One by One in the Darkness
- Author: Deirdre Madden
- Language: English
- Publisher: Faber & Faber
- Publication date: 1996
- Publication place: Northern Ireland

= One by One in the Darkness =

1996 novel by Deidre Madden

One by One in the Darkness is a novel by Northern Irish author Deirdre Madden, published in 1996 by Faber & Faber. The novel explores the Troubles from a Catholic Nationalist point of view.
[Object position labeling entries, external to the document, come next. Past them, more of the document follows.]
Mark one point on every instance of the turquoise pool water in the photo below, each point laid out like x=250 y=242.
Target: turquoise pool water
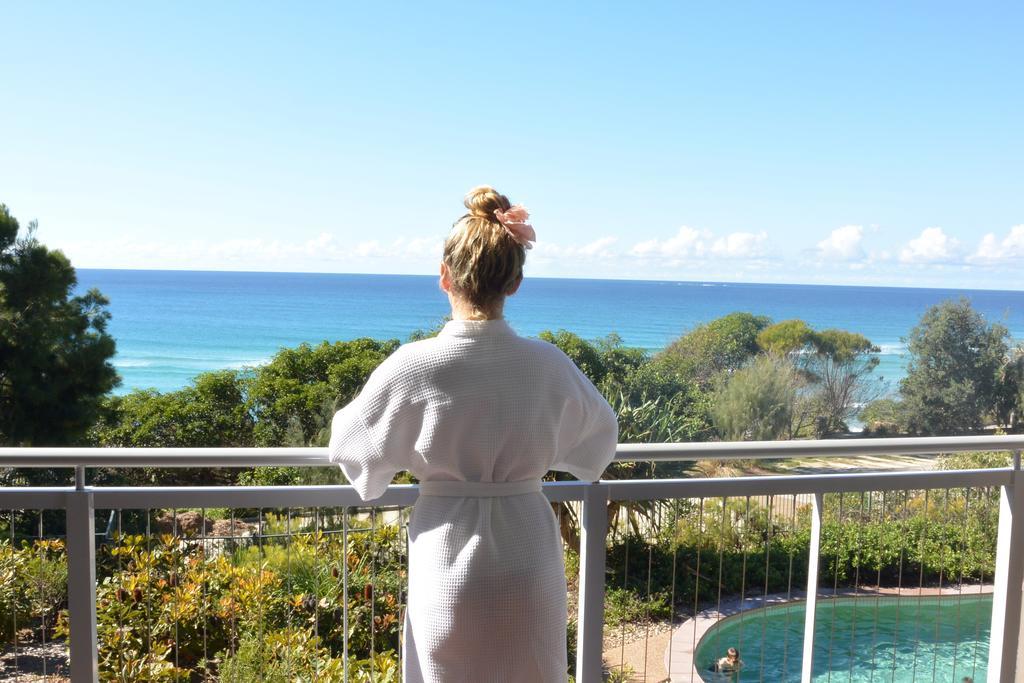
x=858 y=639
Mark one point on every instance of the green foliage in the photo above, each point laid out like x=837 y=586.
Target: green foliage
x=433 y=331
x=586 y=355
x=722 y=345
x=293 y=397
x=210 y=413
x=974 y=461
x=1010 y=391
x=884 y=417
x=297 y=654
x=757 y=402
x=166 y=605
x=952 y=377
x=54 y=349
x=785 y=338
x=33 y=586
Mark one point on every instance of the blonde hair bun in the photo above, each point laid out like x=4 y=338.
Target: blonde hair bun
x=484 y=200
x=484 y=260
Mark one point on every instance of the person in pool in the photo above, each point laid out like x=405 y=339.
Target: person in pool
x=730 y=663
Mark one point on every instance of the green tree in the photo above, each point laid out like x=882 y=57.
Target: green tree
x=587 y=356
x=293 y=397
x=785 y=338
x=211 y=413
x=884 y=417
x=840 y=368
x=757 y=401
x=952 y=377
x=722 y=345
x=54 y=349
x=1010 y=398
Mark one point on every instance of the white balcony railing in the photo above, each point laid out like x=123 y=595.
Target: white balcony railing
x=592 y=504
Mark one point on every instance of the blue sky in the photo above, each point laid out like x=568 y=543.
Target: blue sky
x=819 y=142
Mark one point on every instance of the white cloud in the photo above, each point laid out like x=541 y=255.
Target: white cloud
x=691 y=243
x=323 y=252
x=932 y=246
x=688 y=242
x=843 y=244
x=739 y=245
x=992 y=250
x=599 y=249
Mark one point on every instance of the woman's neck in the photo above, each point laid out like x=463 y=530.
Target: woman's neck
x=463 y=310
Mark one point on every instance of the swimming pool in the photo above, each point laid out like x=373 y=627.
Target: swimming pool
x=889 y=639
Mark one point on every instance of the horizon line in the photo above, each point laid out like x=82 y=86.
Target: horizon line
x=627 y=280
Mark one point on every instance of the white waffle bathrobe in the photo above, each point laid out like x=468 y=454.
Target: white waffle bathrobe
x=478 y=403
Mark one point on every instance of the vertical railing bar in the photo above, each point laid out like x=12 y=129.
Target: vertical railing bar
x=289 y=585
x=960 y=580
x=742 y=574
x=1006 y=627
x=788 y=588
x=42 y=589
x=650 y=564
x=205 y=579
x=232 y=623
x=316 y=582
x=899 y=579
x=675 y=557
x=696 y=591
x=594 y=530
x=402 y=592
x=13 y=612
x=832 y=604
x=721 y=559
x=921 y=585
x=626 y=580
x=764 y=593
x=856 y=582
x=878 y=587
x=344 y=593
x=807 y=664
x=938 y=603
x=373 y=594
x=177 y=570
x=82 y=582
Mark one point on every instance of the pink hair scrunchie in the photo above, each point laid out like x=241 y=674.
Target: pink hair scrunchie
x=514 y=221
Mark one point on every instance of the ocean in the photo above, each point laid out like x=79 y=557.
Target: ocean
x=172 y=325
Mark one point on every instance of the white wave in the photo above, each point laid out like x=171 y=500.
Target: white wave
x=892 y=349
x=132 y=363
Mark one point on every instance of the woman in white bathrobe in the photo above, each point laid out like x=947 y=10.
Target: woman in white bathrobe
x=479 y=415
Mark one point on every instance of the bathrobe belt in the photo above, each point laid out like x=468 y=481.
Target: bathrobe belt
x=479 y=488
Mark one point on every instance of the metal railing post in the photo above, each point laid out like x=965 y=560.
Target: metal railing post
x=82 y=583
x=590 y=625
x=817 y=510
x=1009 y=590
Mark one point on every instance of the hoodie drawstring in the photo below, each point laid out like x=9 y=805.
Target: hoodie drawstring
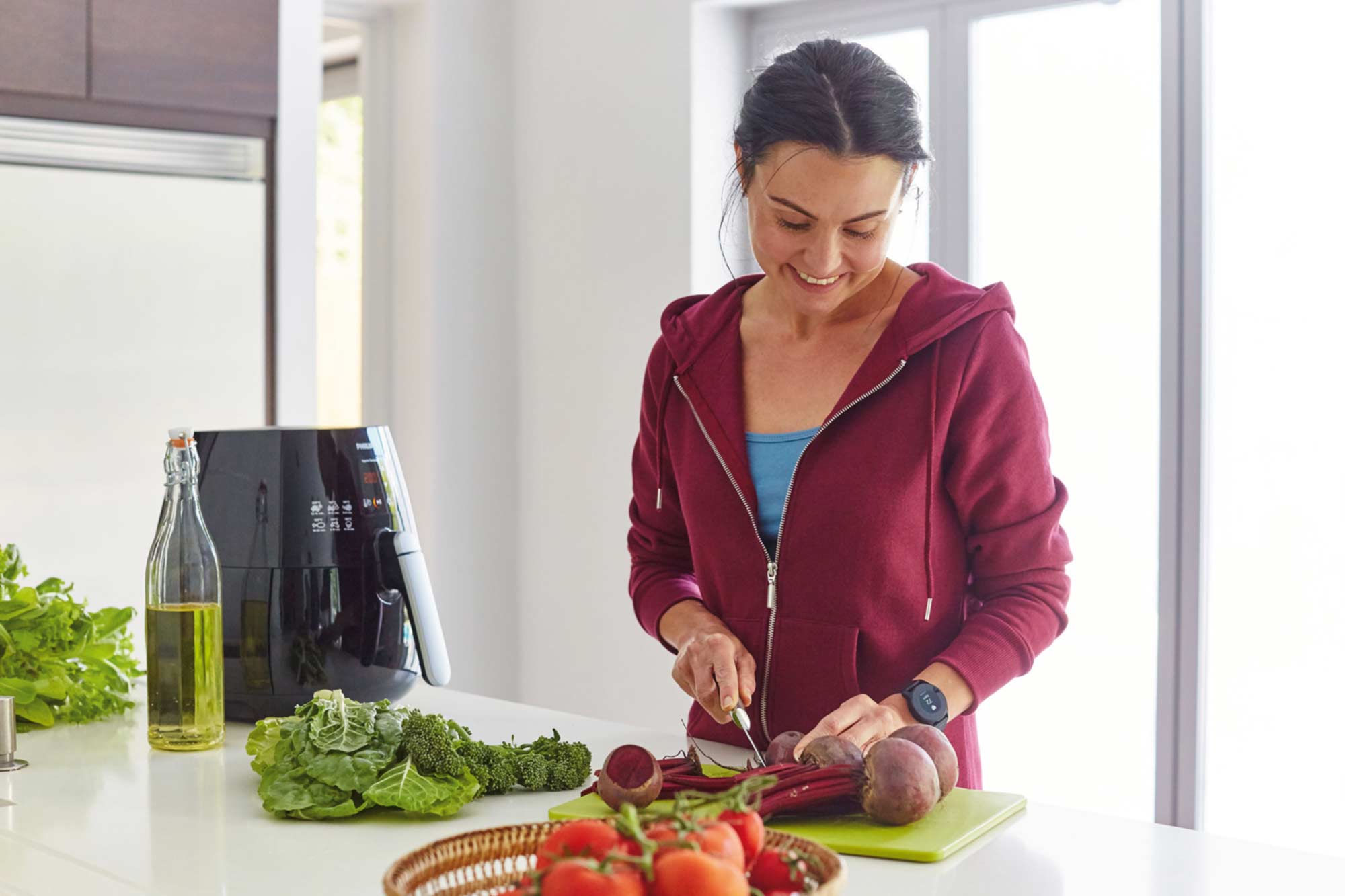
x=934 y=419
x=660 y=440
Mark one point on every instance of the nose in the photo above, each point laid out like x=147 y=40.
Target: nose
x=824 y=255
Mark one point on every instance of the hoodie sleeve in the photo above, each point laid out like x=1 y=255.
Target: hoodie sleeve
x=661 y=553
x=997 y=469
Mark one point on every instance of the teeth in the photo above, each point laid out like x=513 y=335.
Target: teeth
x=814 y=280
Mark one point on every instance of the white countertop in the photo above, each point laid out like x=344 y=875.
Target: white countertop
x=100 y=813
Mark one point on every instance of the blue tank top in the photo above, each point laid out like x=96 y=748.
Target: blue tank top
x=773 y=458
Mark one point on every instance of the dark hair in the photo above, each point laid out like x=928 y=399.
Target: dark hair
x=833 y=95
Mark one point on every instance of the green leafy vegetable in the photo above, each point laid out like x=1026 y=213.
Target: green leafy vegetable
x=337 y=756
x=404 y=787
x=59 y=661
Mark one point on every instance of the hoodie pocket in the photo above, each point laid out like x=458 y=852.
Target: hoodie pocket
x=814 y=669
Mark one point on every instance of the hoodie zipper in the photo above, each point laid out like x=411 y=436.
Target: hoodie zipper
x=773 y=564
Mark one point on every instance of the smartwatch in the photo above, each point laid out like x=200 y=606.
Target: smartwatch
x=927 y=704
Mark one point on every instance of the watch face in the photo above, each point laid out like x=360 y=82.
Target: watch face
x=927 y=704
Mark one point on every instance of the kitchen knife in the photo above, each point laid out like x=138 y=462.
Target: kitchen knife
x=742 y=720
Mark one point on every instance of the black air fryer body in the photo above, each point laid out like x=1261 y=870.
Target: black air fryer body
x=322 y=579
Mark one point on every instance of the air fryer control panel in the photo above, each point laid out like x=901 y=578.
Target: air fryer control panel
x=299 y=497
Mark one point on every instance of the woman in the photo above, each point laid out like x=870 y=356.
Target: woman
x=844 y=512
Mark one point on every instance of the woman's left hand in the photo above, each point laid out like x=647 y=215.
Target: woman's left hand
x=863 y=721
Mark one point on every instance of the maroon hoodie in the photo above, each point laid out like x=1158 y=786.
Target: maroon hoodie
x=923 y=521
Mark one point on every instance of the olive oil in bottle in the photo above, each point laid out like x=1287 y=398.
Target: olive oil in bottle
x=186 y=697
x=184 y=634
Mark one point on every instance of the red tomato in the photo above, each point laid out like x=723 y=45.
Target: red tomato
x=588 y=837
x=777 y=869
x=679 y=872
x=716 y=838
x=722 y=841
x=580 y=877
x=750 y=829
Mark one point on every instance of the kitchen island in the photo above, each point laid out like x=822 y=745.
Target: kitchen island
x=98 y=811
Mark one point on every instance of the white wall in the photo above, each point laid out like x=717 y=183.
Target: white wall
x=605 y=245
x=543 y=218
x=720 y=76
x=454 y=372
x=128 y=303
x=299 y=85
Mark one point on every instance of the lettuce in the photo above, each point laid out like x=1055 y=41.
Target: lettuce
x=337 y=756
x=404 y=787
x=59 y=661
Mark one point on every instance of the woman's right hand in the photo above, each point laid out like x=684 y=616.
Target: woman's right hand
x=712 y=665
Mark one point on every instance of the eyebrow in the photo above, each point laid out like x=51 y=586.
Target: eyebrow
x=809 y=214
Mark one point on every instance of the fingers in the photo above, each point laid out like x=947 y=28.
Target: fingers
x=727 y=677
x=708 y=690
x=718 y=673
x=859 y=720
x=747 y=677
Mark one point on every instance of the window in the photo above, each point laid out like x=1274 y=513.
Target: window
x=1274 y=596
x=341 y=200
x=1066 y=212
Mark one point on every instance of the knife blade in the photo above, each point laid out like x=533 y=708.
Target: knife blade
x=744 y=721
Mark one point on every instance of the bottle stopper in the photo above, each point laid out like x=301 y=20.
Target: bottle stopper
x=9 y=736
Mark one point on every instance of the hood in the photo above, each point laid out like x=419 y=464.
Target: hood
x=701 y=334
x=933 y=307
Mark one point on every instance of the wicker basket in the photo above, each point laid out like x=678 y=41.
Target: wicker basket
x=485 y=862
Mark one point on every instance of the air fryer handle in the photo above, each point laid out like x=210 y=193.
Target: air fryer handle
x=420 y=602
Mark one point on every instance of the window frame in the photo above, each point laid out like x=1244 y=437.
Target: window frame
x=1180 y=698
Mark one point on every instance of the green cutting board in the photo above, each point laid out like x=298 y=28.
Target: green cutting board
x=956 y=822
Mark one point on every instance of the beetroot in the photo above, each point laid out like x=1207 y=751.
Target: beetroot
x=935 y=743
x=902 y=783
x=782 y=748
x=630 y=775
x=831 y=749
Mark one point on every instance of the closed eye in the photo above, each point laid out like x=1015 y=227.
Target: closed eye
x=800 y=227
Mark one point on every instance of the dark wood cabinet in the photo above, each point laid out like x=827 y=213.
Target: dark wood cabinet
x=188 y=54
x=42 y=46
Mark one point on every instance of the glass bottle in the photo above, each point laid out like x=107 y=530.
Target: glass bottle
x=184 y=637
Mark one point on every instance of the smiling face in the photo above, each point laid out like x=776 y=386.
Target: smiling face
x=821 y=224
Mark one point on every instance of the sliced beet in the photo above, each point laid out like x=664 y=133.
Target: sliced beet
x=935 y=743
x=782 y=748
x=831 y=749
x=630 y=775
x=902 y=783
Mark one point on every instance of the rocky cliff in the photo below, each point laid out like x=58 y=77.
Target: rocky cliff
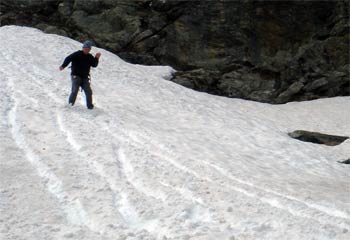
x=269 y=51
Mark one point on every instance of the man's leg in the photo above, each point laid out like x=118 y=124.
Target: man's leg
x=88 y=93
x=76 y=81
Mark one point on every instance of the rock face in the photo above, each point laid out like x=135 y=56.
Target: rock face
x=320 y=138
x=269 y=51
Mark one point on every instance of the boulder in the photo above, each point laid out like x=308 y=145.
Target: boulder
x=320 y=138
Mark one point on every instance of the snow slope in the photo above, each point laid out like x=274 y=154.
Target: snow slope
x=155 y=160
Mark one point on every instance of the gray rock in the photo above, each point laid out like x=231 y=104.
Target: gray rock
x=319 y=138
x=270 y=51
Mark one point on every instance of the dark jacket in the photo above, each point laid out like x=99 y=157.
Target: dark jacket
x=81 y=63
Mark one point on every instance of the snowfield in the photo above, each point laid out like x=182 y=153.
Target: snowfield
x=155 y=160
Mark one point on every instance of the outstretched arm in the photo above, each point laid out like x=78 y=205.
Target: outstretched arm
x=66 y=61
x=94 y=62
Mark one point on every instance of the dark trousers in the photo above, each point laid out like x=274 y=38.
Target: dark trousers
x=85 y=84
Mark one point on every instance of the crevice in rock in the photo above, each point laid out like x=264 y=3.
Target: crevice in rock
x=319 y=138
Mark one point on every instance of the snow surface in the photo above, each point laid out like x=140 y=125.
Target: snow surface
x=155 y=160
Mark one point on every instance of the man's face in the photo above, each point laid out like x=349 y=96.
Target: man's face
x=86 y=50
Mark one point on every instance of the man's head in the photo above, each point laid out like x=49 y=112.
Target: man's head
x=87 y=47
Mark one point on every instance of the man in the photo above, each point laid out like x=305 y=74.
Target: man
x=81 y=61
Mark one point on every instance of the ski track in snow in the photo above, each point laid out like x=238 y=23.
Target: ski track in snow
x=112 y=178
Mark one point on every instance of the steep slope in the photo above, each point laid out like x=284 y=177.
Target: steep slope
x=155 y=160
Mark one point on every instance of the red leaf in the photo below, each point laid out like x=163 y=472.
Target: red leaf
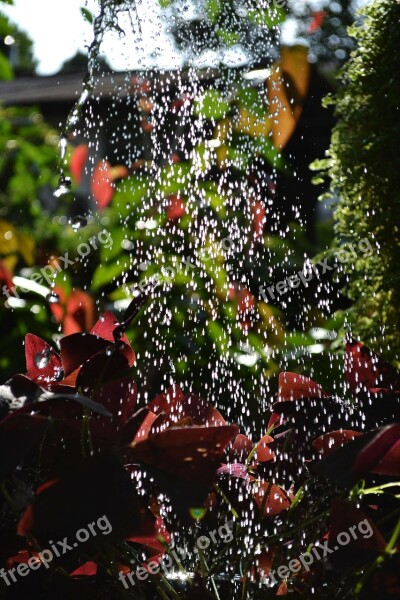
x=293 y=386
x=176 y=207
x=190 y=408
x=78 y=160
x=381 y=454
x=119 y=397
x=241 y=448
x=365 y=370
x=264 y=453
x=88 y=568
x=318 y=18
x=190 y=453
x=277 y=501
x=282 y=590
x=344 y=516
x=43 y=364
x=329 y=442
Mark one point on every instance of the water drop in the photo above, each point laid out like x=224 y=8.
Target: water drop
x=53 y=298
x=78 y=222
x=42 y=358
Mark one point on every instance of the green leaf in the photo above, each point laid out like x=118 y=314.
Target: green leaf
x=268 y=17
x=6 y=72
x=87 y=15
x=219 y=337
x=229 y=38
x=211 y=105
x=213 y=8
x=251 y=100
x=174 y=178
x=108 y=273
x=265 y=147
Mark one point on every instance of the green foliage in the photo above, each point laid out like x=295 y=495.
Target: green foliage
x=364 y=167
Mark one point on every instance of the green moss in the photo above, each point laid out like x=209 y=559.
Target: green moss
x=364 y=166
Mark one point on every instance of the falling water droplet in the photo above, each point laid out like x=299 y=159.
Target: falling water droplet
x=53 y=298
x=64 y=186
x=78 y=222
x=42 y=358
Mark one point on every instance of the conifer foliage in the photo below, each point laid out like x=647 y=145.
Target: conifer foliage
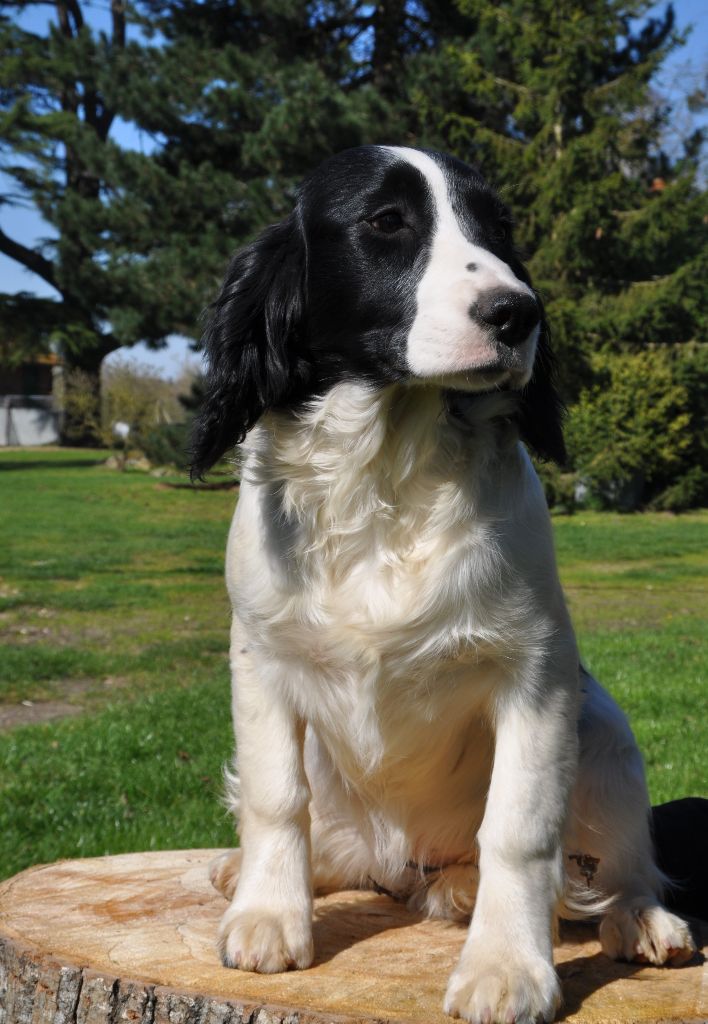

The book was shortlisted for the Women's Prize for Fiction.

==Background==
Madden began writing the book in 1994, just before the anniversary of British troops arriving in Northern Ireland.

==Summary==
Three Northern Irish sisters growing up in Ulster deal with political violence during the Troubles.

==Reception==
In a retrospective review published in 2018, The Irish Times said the book was "more relevant than ever" and said it should be assigned reading in both Northern Ireland and the Republic of Ireland.

The New Hibernia Review noted the book "demonstrates the impossibility of pure forgiveness in the circumstances".

==Awards==
One by One in the Darkness was shortlisted for the Women's Prize for Fiction in 1997. The award website said the novel "confirms Deirdre Madden’s reputation as one of Irish fiction’s most outstanding talents."